The award honors exceptional dedication, outstanding support, novel partnerships and/or extraordinary efforts in the area of organ and tissue donor awareness. MGH is receiving the award for the compassionate care given to patient Sanaz Nezami and for making organ and tissue donation a possibility after a tragic event.

The story of Sanaz Nezami’s gift of life after her tragic death was first published in December. Since that time, media outlets from the Arab Emirates to Australia, from England to Canada and all across the United States have shared Sanaz’s story. The public has been deeply moved by Sanaz’s story as well as the care and compassion shown Sanaz and her family by MGH staff.

“This award is a tribute to our nursing staff that cared for Sanaz in her last moments of life,” said Dagmar Raica, DNP, chief nursing officer at MGH. “Their dedication and compassion for one individual is a testament to our entire staff who work tirelessly to provide top quality care for all of our patients each and every day,”

Sanaz’s, a native of Iran, was working toward a doctorate degree in environmental engineering from Michigan Tech in Houghton. She suffered a traumatic brain injury in December. After arriving at MGH, no one knew how to contact her family, so MGH staff ran her name through Google. Suddenly, the stranger who couldn’t speak for herself came alive through a resume posted online.

After about 24 hours, the hospital reached relatives in Iran. Immediate travel to the U.S. was impractical due to visa requirements.
Cherlynn Erickson, one of the RNs in the ICU, had the idea of coordinating a video chat with the family, allowing them to see Sanaz, to witness the care she was receiving and, eventually, to say their goodbyes. It quickly became apparent to the nurses how close-knit and loving the Nezami family was.

As the nurses were going about their duties, tending to Sanaz, the family began making requests that Erickson and RNs Alycia Davidson and Kim Grutt, do compassionate things like stroke Sanaz’s hair, or kiss her forehead. The nurses became an extension of the family, a proxy for blood relatives half a world away.

“That’s the special thing about the group of people that we have here, is that they just do that naturally,” said Gail Brandly, organ donation liaison at MGH. “Everyone was very compelled to be there for her. We felt that she was this tiny little innocent person that had no one there, so we were just going to be that family.”

“The two days I had her, we would set up the camera by the bedside, and it would be on for three or four hours, and they would pray and cry and talk to her in Farsi and talk to her in English, and there were maybe six or seven people who were rotating out in front of the computer,” Davidson said.

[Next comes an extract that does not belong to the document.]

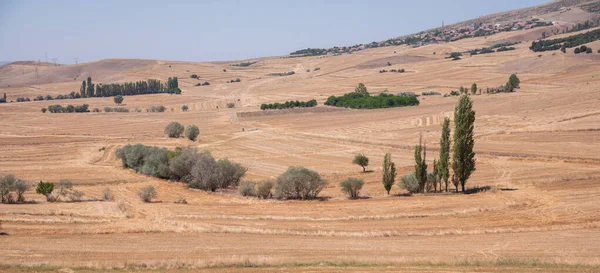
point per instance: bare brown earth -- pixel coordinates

This technology allowed her family to watch her final hours and build an emotional bond with nurses whose compassion for a stranger from an unfamiliar culture gave great comfort to shocked, grieving relatives a world away.

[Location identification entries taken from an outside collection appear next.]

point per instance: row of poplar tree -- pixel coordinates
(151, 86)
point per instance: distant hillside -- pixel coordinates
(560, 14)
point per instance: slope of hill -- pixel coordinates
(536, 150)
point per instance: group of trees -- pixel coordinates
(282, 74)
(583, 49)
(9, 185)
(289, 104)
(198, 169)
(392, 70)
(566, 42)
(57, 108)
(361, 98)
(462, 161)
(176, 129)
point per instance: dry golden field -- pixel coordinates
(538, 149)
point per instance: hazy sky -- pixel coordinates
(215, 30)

“We wanted God to perform a miracle and bring Sanaz back to life,” her sister, Sara Nezami, said in a phone interview from Tehran. “But this is a miracle. Sanaz gave her life in order to give life.”

A nurse who took care of Sanaz said the young woman’s brief stay was “eye-opening” for staff at Marquette General Hospital.
“The family was willing to trust us to know she wasn’t coming back,” Kim Grutt said.

Sanaz died on Dec. 12, but her critical organs — heart, lungs, kidneys, liver, pancreas and small intestine — could be used by others. With the family’s consent, they were removed and transplanted to seven people in five states.

A Muslim doctor at the Marquette Family Medicine Residency Program performed the Islamic ritual of washing and shrouding Sanaz’s body and the hospital chaplain read Muslim prayers over her when she was buried at Park Cemetery. In keeping with her faith, the head of the casket was laid facing the Islamic holy site Mecca. A second memorial service was recently held for Sanaz in Dearborn.